A rate limiter is a small amount of state guarded by a lot of careful reasoning. Token bucket is the default for its burst-friendly tunability; sliding window counter fixes the fixed-window boundary leak at O(1) cost; Redis holds the shared counter and a Lua script makes the check-and-increment atomic; the API gateway is where it lives; and a deliberate fail-open-vs-fail-closed choice keeps a limiter outage from becoming a service outage. The depth is in the edge cases — clock skew, hot keys, distributed over-counting, retry storms — so name them and state your tradeoffs.

🎯 interview hot-takes

Token bucket or leaky bucket — when do you use each? Token bucket allows short bursts up to the bucket capacity then throttles to the refill rate — ideal for APIs that tolerate bursty traffic. Leaky bucket enforces a constant outflow rate via a FIFO queue, smoothing bursts into a steady stream — ideal when a downstream system needs a stable, predictable request rate.
Why does a fixed window allow double the limit at the boundary, and how does a sliding window fix it? A fixed window resets the counter at each interval boundary, so a client can send the full limit in the last second of one window and again in the first second of the next — up to 2x the limit in a short span. A sliding window log keeps exact timestamps (accurate but memory-heavy); a sliding window counter weights the previous window's count by overlap, fixing the boundary burst at O(1) memory and near-exact accuracy.
Why do you need a Lua script for a Redis rate limiter? Check-then-increment is a read-modify-write race: two concurrent requests can both read count=99, both decide they are under the limit of 100, and both increment to 101 — over-admitting. A Lua script runs atomically inside Redis as a single operation, so the read, the limit check, and the increment happen with no interleaving.

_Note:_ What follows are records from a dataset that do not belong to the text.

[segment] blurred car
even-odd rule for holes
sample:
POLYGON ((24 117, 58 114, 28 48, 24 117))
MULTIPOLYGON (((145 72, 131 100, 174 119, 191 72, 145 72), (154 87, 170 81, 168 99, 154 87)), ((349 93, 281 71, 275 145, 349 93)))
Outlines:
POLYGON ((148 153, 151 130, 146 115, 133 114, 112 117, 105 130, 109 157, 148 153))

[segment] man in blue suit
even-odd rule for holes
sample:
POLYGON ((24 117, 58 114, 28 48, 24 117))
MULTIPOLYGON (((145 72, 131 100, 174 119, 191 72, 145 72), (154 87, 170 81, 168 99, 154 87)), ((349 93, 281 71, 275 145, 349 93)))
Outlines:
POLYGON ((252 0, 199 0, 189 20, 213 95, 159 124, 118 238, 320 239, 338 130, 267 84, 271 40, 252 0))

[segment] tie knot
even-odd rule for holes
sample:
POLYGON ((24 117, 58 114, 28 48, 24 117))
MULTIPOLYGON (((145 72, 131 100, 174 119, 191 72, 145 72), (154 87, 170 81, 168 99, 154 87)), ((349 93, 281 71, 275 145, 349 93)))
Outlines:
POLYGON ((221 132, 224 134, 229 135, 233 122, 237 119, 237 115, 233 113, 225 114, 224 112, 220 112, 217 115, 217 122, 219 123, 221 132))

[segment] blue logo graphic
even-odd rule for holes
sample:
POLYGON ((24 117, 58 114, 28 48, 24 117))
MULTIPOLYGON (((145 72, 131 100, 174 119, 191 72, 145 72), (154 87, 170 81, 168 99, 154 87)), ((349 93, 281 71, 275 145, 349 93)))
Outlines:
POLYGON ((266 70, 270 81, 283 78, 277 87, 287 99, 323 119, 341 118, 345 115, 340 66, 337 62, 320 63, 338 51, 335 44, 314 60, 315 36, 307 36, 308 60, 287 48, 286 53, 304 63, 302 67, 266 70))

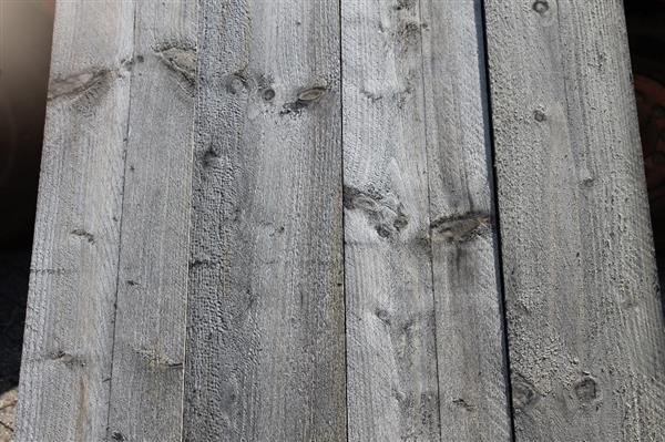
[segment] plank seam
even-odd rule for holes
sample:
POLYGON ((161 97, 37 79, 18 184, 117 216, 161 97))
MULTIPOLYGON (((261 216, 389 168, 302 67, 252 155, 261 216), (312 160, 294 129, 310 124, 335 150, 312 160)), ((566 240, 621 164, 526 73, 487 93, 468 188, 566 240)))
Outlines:
POLYGON ((505 305, 505 286, 503 282, 503 257, 502 257, 502 241, 501 241, 501 219, 500 219, 500 208, 499 208, 499 181, 497 177, 495 163, 495 144, 494 144, 494 125, 492 120, 492 91, 490 84, 490 60, 489 60, 489 50, 488 50, 488 29, 487 29, 487 17, 485 17, 485 1, 480 0, 480 20, 482 28, 482 48, 480 52, 483 58, 484 63, 484 72, 483 72, 483 81, 484 92, 487 101, 485 103, 485 112, 488 117, 488 133, 489 133, 489 143, 490 143, 490 167, 488 167, 488 173, 491 174, 490 183, 491 183, 491 205, 494 209, 494 237, 497 239, 497 282, 499 289, 499 308, 501 315, 501 326, 502 332, 501 338, 503 341, 503 374, 505 380, 505 405, 510 424, 510 440, 515 440, 515 422, 514 422, 514 409, 513 409, 513 400, 512 400, 512 382, 511 382, 511 370, 510 370, 510 347, 508 339, 508 317, 507 317, 507 305, 505 305))
POLYGON ((342 0, 337 1, 337 11, 338 11, 338 20, 339 20, 339 147, 341 148, 341 155, 339 158, 339 178, 341 184, 341 299, 344 301, 344 393, 345 393, 345 417, 346 417, 346 441, 349 440, 349 333, 347 326, 347 281, 346 281, 346 217, 345 217, 345 207, 344 207, 344 48, 341 43, 342 39, 342 20, 341 20, 341 2, 342 0))
MULTIPOLYGON (((134 17, 133 17, 133 31, 132 31, 132 59, 131 62, 134 62, 134 56, 136 55, 136 14, 139 11, 139 6, 134 2, 134 17)), ((123 230, 123 222, 124 222, 124 197, 125 197, 125 184, 126 184, 126 160, 127 160, 127 146, 130 141, 130 125, 131 125, 131 116, 132 116, 132 85, 134 83, 134 73, 130 71, 130 86, 129 86, 129 103, 127 103, 127 119, 125 126, 125 136, 123 138, 124 150, 123 150, 123 174, 122 174, 122 201, 120 204, 120 223, 119 223, 119 234, 117 234, 117 265, 116 265, 116 275, 115 275, 115 299, 113 301, 113 332, 112 332, 112 341, 111 341, 111 366, 109 367, 109 403, 106 407, 106 430, 105 430, 105 439, 109 439, 109 424, 111 420, 111 393, 113 391, 113 361, 115 354, 115 325, 117 319, 117 294, 120 291, 120 259, 122 256, 122 230, 123 230)))
POLYGON ((194 72, 194 90, 195 90, 195 97, 196 97, 196 102, 194 104, 194 112, 193 112, 193 117, 192 117, 192 140, 191 142, 191 148, 190 148, 190 213, 188 213, 188 217, 187 217, 187 278, 185 279, 185 295, 186 295, 186 300, 185 300, 185 341, 183 345, 183 377, 182 377, 182 389, 183 389, 183 394, 181 395, 181 418, 182 418, 182 424, 181 424, 181 433, 180 433, 180 441, 184 441, 185 440, 185 407, 186 407, 186 380, 185 378, 187 377, 187 364, 188 364, 188 360, 187 360, 187 354, 190 354, 190 352, 187 351, 187 342, 190 341, 187 339, 188 332, 190 332, 190 273, 191 273, 191 268, 190 268, 190 259, 192 259, 192 228, 194 227, 194 223, 192 222, 192 215, 194 212, 194 151, 196 150, 196 127, 197 127, 197 122, 198 122, 198 115, 200 115, 200 110, 201 110, 201 94, 198 93, 200 91, 200 84, 201 84, 201 56, 198 56, 198 49, 201 48, 201 41, 202 35, 201 35, 201 16, 202 16, 202 11, 203 7, 201 4, 200 1, 196 2, 196 71, 194 72))
MULTIPOLYGON (((418 0, 418 20, 420 23, 422 21, 422 1, 418 0)), ((422 50, 423 39, 422 39, 422 27, 419 27, 419 37, 420 37, 420 81, 421 83, 421 93, 422 93, 422 119, 423 119, 423 138, 424 146, 429 146, 429 137, 428 137, 428 117, 427 117, 427 96, 424 93, 426 78, 424 78, 424 52, 422 50)), ((440 378, 439 378, 439 343, 438 336, 438 319, 437 319, 437 294, 434 289, 434 247, 432 245, 432 201, 431 201, 431 189, 430 189, 430 167, 429 167, 429 154, 424 155, 424 168, 427 171, 427 226, 428 226, 428 236, 429 236, 429 261, 430 261, 430 281, 431 281, 431 294, 432 294, 432 316, 434 323, 434 362, 437 368, 437 409, 439 410, 439 440, 443 440, 443 429, 441 428, 441 387, 440 387, 440 378)))

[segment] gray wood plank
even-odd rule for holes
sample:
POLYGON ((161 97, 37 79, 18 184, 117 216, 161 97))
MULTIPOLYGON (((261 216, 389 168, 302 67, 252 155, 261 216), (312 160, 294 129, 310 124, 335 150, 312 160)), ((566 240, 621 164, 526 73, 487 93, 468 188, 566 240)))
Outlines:
POLYGON ((662 440, 622 2, 487 0, 487 31, 516 440, 662 440))
POLYGON ((350 441, 440 440, 420 25, 341 2, 350 441))
POLYGON ((421 4, 441 439, 510 441, 482 4, 421 4))
POLYGON ((17 441, 106 431, 133 14, 58 3, 17 441))
POLYGON ((136 4, 111 441, 181 441, 196 2, 136 4))
POLYGON ((342 2, 354 441, 510 439, 479 8, 342 2))
POLYGON ((188 441, 344 441, 339 4, 203 0, 188 441))

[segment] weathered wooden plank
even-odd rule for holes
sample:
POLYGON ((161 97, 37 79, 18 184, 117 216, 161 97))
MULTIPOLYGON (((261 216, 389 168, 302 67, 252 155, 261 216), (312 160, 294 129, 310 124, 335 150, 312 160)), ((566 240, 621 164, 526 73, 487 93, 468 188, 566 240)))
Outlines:
POLYGON ((58 3, 17 441, 106 432, 133 14, 58 3))
POLYGON ((109 438, 181 441, 196 2, 135 18, 109 438))
POLYGON ((442 440, 510 441, 480 0, 421 0, 442 440))
POLYGON ((200 18, 185 438, 342 441, 339 4, 200 18))
POLYGON ((665 434, 622 2, 487 0, 516 440, 665 434))
POLYGON ((341 2, 350 441, 438 441, 419 7, 341 2))
POLYGON ((509 440, 480 4, 421 3, 342 2, 349 439, 509 440))

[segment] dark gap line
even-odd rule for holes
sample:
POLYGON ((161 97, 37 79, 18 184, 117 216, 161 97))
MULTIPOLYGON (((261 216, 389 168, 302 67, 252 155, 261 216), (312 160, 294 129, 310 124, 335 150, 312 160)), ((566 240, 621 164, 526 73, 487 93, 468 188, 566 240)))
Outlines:
MULTIPOLYGON (((430 17, 431 19, 431 17, 430 17)), ((421 81, 421 91, 422 91, 422 120, 423 120, 423 136, 424 136, 424 169, 427 171, 427 225, 428 225, 428 236, 429 236, 429 264, 430 264, 430 281, 431 281, 431 292, 432 292, 432 317, 434 318, 434 362, 437 368, 437 409, 439 411, 439 440, 443 440, 443 428, 441 425, 441 387, 440 387, 440 378, 439 378, 439 330, 438 323, 439 319, 437 318, 437 290, 434 285, 434 247, 432 244, 432 197, 431 197, 431 186, 430 186, 430 165, 429 165, 429 136, 428 136, 428 117, 427 117, 427 96, 424 92, 426 79, 424 79, 424 51, 422 49, 424 39, 422 38, 422 1, 418 0, 418 20, 420 21, 420 81, 421 81)))
POLYGON ((346 218, 344 208, 344 47, 342 39, 342 9, 341 1, 337 1, 339 16, 339 145, 341 147, 339 178, 341 185, 341 299, 344 305, 344 390, 345 390, 345 415, 346 415, 346 440, 349 440, 349 333, 348 333, 348 308, 347 308, 347 280, 346 280, 346 218))
MULTIPOLYGON (((499 207, 499 178, 497 176, 494 158, 497 157, 497 145, 494 140, 494 125, 492 120, 492 88, 490 84, 490 60, 488 49, 488 29, 487 29, 487 8, 485 0, 480 0, 480 13, 479 20, 482 30, 482 39, 479 39, 479 43, 482 47, 479 48, 481 62, 484 63, 484 75, 481 78, 481 84, 484 86, 484 95, 487 101, 483 102, 484 115, 487 117, 487 131, 489 141, 489 160, 490 167, 488 167, 489 182, 491 185, 492 196, 492 209, 494 212, 494 238, 497 240, 495 248, 495 263, 497 263, 497 285, 499 288, 499 309, 502 320, 502 339, 503 339, 503 371, 505 380, 505 399, 507 399, 507 412, 510 421, 510 439, 515 440, 515 421, 514 421, 514 409, 512 401, 512 380, 511 380, 511 368, 510 368, 510 342, 508 338, 508 317, 507 317, 507 301, 505 301, 505 284, 504 284, 504 267, 503 267, 503 255, 502 255, 502 238, 501 238, 501 216, 499 207)), ((477 9, 478 10, 478 9, 477 9)))

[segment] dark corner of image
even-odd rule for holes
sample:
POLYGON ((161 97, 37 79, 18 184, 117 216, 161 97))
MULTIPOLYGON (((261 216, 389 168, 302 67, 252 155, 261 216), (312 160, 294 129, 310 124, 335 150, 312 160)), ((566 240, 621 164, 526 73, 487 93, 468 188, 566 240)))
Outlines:
POLYGON ((658 276, 663 287, 665 282, 665 0, 624 0, 624 7, 658 276))
POLYGON ((52 1, 0 1, 0 441, 19 382, 52 28, 52 1))

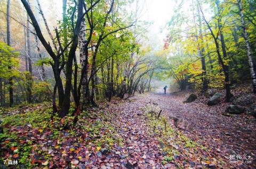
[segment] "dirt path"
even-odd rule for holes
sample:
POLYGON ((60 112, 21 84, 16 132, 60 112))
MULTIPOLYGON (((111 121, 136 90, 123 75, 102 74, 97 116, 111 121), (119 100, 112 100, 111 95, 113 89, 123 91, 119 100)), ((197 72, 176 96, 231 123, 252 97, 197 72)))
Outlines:
POLYGON ((117 146, 114 150, 115 164, 122 168, 164 168, 158 141, 149 134, 146 116, 140 110, 146 104, 141 99, 137 97, 134 101, 113 104, 109 108, 116 115, 113 123, 124 142, 123 146, 117 146))
MULTIPOLYGON (((146 117, 140 110, 151 100, 159 105, 165 116, 178 117, 189 122, 192 127, 191 132, 180 131, 212 151, 211 157, 221 156, 227 163, 226 168, 253 168, 252 165, 245 164, 239 167, 228 164, 230 161, 227 157, 235 153, 242 157, 246 154, 254 158, 256 130, 254 119, 246 115, 223 116, 221 113, 225 105, 210 107, 200 100, 194 103, 183 103, 184 97, 185 94, 182 93, 165 95, 159 92, 135 96, 131 102, 121 106, 110 106, 109 110, 117 113, 113 122, 124 142, 124 146, 117 147, 115 150, 117 155, 116 161, 120 164, 120 167, 175 168, 174 165, 164 166, 162 164, 163 156, 158 140, 156 137, 148 134, 146 117)), ((172 122, 169 119, 171 124, 172 122)), ((254 165, 254 159, 253 158, 252 161, 254 165)))

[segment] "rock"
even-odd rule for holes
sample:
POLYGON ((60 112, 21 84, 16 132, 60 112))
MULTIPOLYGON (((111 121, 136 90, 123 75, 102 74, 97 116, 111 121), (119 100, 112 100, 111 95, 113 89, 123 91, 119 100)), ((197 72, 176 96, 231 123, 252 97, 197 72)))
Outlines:
POLYGON ((244 111, 244 108, 239 105, 229 105, 226 109, 226 112, 233 114, 240 114, 244 111))
POLYGON ((237 98, 234 101, 234 104, 238 104, 245 106, 253 104, 254 103, 255 96, 253 94, 242 95, 237 98))
POLYGON ((194 101, 196 99, 197 99, 197 96, 196 96, 196 95, 194 93, 191 93, 187 97, 183 102, 190 103, 194 101))
POLYGON ((189 130, 190 129, 190 124, 183 119, 179 119, 178 118, 173 118, 174 120, 174 126, 176 127, 184 130, 189 130))
POLYGON ((216 93, 215 90, 213 89, 208 89, 205 92, 205 96, 207 98, 212 96, 216 93))
POLYGON ((252 104, 247 110, 247 113, 249 115, 253 116, 256 118, 256 104, 252 104))
POLYGON ((213 106, 218 104, 220 102, 220 98, 223 94, 220 93, 216 93, 213 95, 207 103, 208 106, 213 106))

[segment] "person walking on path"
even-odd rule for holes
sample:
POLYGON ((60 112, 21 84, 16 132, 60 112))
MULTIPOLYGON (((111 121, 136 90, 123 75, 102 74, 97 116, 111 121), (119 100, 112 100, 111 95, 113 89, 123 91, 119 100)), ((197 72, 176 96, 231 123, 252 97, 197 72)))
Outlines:
POLYGON ((167 86, 164 86, 164 94, 166 94, 166 88, 167 88, 167 86))

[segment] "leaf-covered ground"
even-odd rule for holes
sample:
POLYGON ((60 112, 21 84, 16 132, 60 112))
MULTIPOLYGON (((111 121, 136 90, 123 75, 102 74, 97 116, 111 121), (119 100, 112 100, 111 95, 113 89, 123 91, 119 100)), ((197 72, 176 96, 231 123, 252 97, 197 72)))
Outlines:
POLYGON ((68 129, 63 126, 73 117, 52 118, 47 103, 2 111, 1 161, 19 164, 0 168, 253 168, 255 161, 238 165, 228 159, 232 151, 255 159, 253 118, 223 116, 223 103, 209 107, 203 98, 183 103, 184 97, 114 99, 83 112, 68 129), (147 113, 153 102, 163 110, 159 118, 147 113), (170 116, 190 122, 191 131, 176 128, 170 116))

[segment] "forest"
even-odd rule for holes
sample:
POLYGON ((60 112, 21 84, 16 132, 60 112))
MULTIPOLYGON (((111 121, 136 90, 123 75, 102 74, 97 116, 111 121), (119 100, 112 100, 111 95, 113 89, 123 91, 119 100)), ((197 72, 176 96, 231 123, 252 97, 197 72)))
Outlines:
POLYGON ((255 0, 0 1, 0 168, 255 168, 255 0))

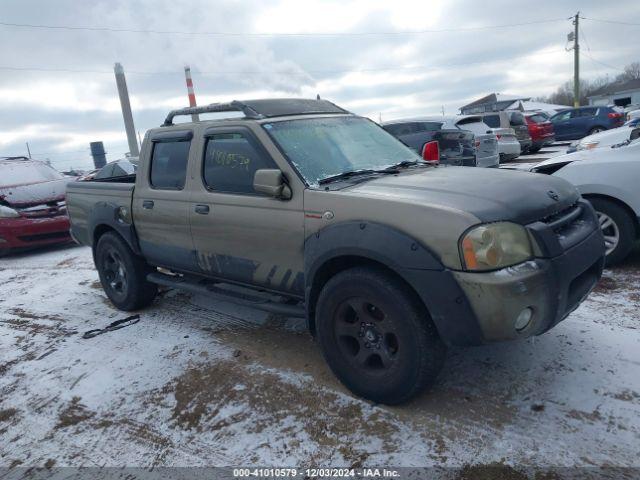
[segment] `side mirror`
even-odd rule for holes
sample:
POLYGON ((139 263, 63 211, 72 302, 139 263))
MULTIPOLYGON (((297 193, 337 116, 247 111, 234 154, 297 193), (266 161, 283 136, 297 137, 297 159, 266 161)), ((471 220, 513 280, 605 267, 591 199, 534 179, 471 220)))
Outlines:
POLYGON ((253 189, 258 193, 264 193, 273 198, 289 200, 291 189, 284 181, 282 171, 263 168, 256 170, 253 176, 253 189))

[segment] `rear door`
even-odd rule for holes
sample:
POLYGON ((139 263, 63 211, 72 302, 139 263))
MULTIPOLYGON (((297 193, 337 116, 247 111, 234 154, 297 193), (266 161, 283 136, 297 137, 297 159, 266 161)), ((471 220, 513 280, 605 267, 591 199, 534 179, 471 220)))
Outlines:
POLYGON ((189 226, 187 170, 193 132, 152 132, 142 152, 132 210, 140 249, 152 264, 196 271, 189 226))
POLYGON ((206 129, 202 152, 189 208, 200 272, 302 295, 304 211, 297 177, 285 171, 289 200, 256 192, 256 170, 286 165, 277 165, 244 126, 206 129))

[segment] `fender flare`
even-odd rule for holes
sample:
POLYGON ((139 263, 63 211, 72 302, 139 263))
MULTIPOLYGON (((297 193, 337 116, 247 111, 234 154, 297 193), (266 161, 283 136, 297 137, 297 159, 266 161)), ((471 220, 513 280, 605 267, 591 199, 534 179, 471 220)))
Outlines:
POLYGON ((95 250, 96 247, 96 243, 94 242, 96 230, 101 226, 106 226, 115 230, 124 241, 127 242, 129 248, 131 248, 136 255, 140 255, 140 246, 135 228, 132 223, 127 223, 120 218, 118 214, 119 209, 119 205, 109 202, 97 202, 91 209, 87 223, 89 232, 91 232, 93 249, 95 250))

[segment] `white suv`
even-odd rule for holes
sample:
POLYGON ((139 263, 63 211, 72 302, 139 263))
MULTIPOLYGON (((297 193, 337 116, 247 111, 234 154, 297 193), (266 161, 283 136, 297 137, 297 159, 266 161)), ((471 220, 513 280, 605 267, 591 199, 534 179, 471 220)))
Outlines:
POLYGON ((640 238, 640 138, 540 162, 532 172, 573 183, 600 220, 607 265, 624 260, 640 238))

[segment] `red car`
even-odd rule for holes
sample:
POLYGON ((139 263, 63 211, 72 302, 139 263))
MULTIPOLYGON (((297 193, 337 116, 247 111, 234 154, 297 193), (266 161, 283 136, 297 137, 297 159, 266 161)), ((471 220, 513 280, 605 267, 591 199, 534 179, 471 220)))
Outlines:
POLYGON ((45 163, 0 158, 0 255, 71 240, 65 203, 68 182, 45 163))
POLYGON ((553 130, 553 124, 549 121, 549 117, 544 113, 527 113, 525 114, 527 127, 529 127, 529 135, 531 135, 530 152, 535 153, 546 145, 551 145, 556 141, 556 135, 553 130))

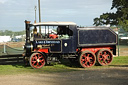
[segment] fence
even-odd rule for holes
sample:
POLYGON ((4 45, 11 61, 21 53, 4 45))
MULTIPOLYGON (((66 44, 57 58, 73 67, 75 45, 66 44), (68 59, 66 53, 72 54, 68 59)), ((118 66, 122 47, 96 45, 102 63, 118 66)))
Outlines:
POLYGON ((21 48, 11 48, 7 45, 0 45, 0 64, 23 63, 21 48))

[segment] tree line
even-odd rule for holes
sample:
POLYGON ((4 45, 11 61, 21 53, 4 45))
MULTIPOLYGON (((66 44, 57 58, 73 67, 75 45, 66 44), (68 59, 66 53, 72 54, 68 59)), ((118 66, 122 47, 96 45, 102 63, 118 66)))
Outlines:
POLYGON ((18 35, 24 35, 25 31, 18 31, 18 32, 13 32, 10 30, 0 30, 0 36, 18 36, 18 35))
POLYGON ((113 0, 112 9, 116 9, 114 13, 103 13, 94 19, 94 25, 111 25, 119 26, 128 32, 128 0, 113 0))

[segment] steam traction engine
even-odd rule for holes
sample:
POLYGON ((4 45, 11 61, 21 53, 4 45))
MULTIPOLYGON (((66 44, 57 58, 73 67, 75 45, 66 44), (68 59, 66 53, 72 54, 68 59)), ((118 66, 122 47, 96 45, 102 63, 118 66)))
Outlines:
POLYGON ((24 58, 33 68, 62 57, 79 62, 81 67, 91 67, 96 62, 108 65, 116 55, 117 35, 110 28, 78 28, 73 22, 25 23, 24 58), (33 28, 41 28, 40 36, 34 36, 33 28))

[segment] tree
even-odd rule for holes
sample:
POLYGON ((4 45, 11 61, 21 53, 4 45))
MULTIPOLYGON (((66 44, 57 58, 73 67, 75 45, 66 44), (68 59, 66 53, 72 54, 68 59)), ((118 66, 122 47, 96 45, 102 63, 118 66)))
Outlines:
POLYGON ((115 13, 103 13, 94 19, 94 25, 121 26, 128 31, 128 0, 113 0, 111 10, 116 8, 115 13))

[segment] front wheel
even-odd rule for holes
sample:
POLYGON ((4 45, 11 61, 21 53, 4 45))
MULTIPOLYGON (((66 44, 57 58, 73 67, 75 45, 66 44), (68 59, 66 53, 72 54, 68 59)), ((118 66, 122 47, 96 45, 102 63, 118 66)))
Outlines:
POLYGON ((91 67, 94 66, 96 62, 96 56, 91 51, 84 51, 79 57, 79 63, 82 67, 91 67))
POLYGON ((32 68, 41 68, 45 65, 45 62, 45 57, 41 53, 33 53, 29 61, 32 68))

Should the rate limiter fail open or fail closed when Redis is down? Most production systems fail open — if the rate-limit store is unreachable, allow the request rather than reject all traffic, because a limiter outage should not become a full outage. Critical endpoints like login or payments may fail closed or fall back to a conservative local in-memory limit. State the choice explicitly; it is an availability-versus-abuse tradeoff.
Where should the rate limiter live? Centralize it at the API gateway or a dedicated middleware in front of your services so every service inherits protection and the rules live in one place. A client-side limiter is advisory only because clients can bypass it. For ultra-low-latency hot paths, combine a local in-process token bucket as the first line with a shared Redis counter as global truth.